One-in-five traffic fatalities in B.C. occur in crashes involving large commercial vehicles. Across North America, studies have shown that in car-truck crashes, occupants of the passenger vehicle are at far greater risk of being killed than the driver of the truck, and that the majority of fatal car-truck crashes are caused by passenger vehicle drivers.

“Everyone has a part to play in staying safe on our roads, so always Be Truck Aware,” says Mike Farnworth, Minister of Public Safety and Solicitor General. “As part of BC’s Road Safety Strategy, we urge all drivers to employ safe driving practices and use extra caution around large commercial vehicles in order to reduce the kinds of crashes that result in tragic fatalities each year in our province.”

Louise Yako, president and CEO of the BC Trucking Association, says that “Safety is a top priority for the trucking industry and our members. Every day, the vast majority of professional truck drivers deliver their loads without mishaps. The driving public can do their part by respecting the safety rules around operating near large trucks so that everyone gets home safely.”

In an average year in B.C., large trucks are involved in less than one per cent of all crashes, but are involved in nearly 20 per cent of fatal crashes. On average, between 2011 and 2015, 285 people were killed each year on B.C.’s roads and highways, 61 of them in crashes involving at least one large commercial vehicle.

A survey of B.C. drivers conducted for the Be Truck Aware Alliance in June 2017 found that 80 per cent of drivers surveyed claim to know how to drive safely around large trucks, but over 40 per cent don’t always drive that way. Nearly one-third of drivers surveyed say they feel nervous driving around big trucks all or most of the time.

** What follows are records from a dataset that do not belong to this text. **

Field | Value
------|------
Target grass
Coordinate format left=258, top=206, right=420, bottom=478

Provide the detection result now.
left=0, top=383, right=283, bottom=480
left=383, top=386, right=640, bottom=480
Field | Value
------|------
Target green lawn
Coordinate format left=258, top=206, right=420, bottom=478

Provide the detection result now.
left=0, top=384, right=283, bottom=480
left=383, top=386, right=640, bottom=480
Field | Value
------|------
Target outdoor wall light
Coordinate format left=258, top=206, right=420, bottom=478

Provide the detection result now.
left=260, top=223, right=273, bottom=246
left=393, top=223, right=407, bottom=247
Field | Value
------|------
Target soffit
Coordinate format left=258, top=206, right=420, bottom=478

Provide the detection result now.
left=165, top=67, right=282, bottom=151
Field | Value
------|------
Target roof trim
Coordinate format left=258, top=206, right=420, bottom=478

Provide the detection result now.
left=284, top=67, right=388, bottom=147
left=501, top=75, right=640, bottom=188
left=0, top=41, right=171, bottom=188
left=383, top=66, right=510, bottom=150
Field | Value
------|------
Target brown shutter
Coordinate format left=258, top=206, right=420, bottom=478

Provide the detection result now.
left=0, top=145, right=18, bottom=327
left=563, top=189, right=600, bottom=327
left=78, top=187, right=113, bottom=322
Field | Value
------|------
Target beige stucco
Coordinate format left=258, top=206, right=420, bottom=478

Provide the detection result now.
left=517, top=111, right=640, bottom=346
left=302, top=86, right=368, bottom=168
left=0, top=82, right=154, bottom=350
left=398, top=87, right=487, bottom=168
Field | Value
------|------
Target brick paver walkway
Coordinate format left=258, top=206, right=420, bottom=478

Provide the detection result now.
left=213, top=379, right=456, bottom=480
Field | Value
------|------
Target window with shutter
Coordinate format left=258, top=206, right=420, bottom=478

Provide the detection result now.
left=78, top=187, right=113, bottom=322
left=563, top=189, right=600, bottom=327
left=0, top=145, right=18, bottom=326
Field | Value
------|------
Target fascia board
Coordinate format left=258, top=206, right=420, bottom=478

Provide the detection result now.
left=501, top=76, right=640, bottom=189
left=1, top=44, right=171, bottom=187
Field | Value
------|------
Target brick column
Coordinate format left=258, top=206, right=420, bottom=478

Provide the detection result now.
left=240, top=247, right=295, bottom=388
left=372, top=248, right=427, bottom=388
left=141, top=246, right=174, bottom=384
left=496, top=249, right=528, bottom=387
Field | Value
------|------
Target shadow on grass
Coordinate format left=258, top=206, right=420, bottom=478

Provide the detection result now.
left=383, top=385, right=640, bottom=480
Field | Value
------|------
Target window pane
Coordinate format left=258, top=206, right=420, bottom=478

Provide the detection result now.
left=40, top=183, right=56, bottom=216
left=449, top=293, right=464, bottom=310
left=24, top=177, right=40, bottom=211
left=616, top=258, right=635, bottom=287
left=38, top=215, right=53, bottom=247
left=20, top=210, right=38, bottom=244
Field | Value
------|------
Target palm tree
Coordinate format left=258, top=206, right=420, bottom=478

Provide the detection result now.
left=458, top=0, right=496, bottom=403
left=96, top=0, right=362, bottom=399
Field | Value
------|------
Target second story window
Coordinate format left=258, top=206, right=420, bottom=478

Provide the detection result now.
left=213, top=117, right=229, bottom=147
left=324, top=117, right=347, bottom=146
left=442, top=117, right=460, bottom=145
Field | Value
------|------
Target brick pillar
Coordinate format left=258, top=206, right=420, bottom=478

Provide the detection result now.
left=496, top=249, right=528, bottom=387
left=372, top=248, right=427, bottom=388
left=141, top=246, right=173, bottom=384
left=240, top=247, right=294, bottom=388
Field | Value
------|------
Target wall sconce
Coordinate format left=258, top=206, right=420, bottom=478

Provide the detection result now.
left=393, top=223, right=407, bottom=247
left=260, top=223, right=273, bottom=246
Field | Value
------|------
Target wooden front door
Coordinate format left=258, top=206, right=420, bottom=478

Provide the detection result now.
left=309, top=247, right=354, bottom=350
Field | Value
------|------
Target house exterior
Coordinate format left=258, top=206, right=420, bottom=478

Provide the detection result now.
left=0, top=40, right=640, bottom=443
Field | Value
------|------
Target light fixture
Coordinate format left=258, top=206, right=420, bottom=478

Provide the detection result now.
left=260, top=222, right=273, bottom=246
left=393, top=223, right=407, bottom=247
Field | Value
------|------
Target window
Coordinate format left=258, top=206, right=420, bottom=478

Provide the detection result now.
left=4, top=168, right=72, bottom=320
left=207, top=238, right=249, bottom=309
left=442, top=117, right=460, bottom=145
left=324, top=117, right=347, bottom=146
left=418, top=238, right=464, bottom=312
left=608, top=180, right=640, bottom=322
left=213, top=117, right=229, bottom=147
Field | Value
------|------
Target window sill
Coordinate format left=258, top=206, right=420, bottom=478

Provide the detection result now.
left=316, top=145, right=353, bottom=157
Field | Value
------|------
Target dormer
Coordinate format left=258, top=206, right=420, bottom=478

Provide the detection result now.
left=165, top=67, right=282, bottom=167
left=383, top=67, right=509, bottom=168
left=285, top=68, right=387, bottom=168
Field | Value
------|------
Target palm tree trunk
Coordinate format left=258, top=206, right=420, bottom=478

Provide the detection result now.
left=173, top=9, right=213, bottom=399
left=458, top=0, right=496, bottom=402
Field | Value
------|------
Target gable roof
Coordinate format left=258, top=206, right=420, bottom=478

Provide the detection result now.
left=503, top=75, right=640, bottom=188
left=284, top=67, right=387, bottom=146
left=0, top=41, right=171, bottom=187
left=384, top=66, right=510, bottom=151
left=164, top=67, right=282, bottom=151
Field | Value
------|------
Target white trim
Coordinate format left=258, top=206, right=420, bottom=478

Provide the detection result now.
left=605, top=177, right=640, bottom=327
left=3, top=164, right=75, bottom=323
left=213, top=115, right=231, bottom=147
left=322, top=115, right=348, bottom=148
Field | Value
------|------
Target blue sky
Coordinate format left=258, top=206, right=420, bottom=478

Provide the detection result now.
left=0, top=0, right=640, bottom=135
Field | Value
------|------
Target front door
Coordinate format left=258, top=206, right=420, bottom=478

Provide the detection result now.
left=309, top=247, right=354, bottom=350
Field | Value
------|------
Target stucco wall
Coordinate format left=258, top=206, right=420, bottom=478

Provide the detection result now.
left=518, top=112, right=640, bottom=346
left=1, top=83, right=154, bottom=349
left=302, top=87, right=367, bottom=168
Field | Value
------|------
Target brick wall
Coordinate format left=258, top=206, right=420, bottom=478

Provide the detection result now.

Additional studies show that in fatal car-truck collisions, two-thirds or more of the incidents are found to be the fault of the passenger vehicle.

There are several things that drivers of passenger vehicles can do to reduce the risk of crashes and accidents. These include:

Leave space. Large trucks need extra room to stop and to turn. Don’t take away their turning or braking room.

Don’t merge too soon. When passing a truck, make sure you can see both its headlights in your rear-view mirror before merging back into the lane. If you merge too soon, the truck driver may not see you, or may not be able to stop in time to avoid a crash.

Be visible around trucks. Either slow down or move well ahead of large trucks to stay out of the truck driver’s blind spots.

Anticipate wide turns. Watch for trucks making wide swings to turn right. Never drive ahead in the right lane beside a turning truck.

Similarly, truck drivers are being urged to take precautions to reduce crashes and their severity. They can ensure that brakes and tires are in top condition to minimize stopping distances; adjust speed and driving in poor weather and road conditions; stay sharp and focused by getting plenty of rest and eliminating in-cab distractions; and make sure loads are well-balanced and secure, to reduce the likelihood of a crash and its impact on others.

“We’re asking drivers to consider their own driving behaviour around large trucks,” says Lindsay Matthews, director of road safety for ICBC. “If we want our roads to be safer, we first need to start with ourselves. Be aware and take precautions around trucks, including leaving extra space when changing lanes or when trucks are turning.

“The reality is these crashes are preventable, and they’re contributing to the rising number of injury and vehicle-damage claims in our province, which are putting pressure on B.C. insurance rates.”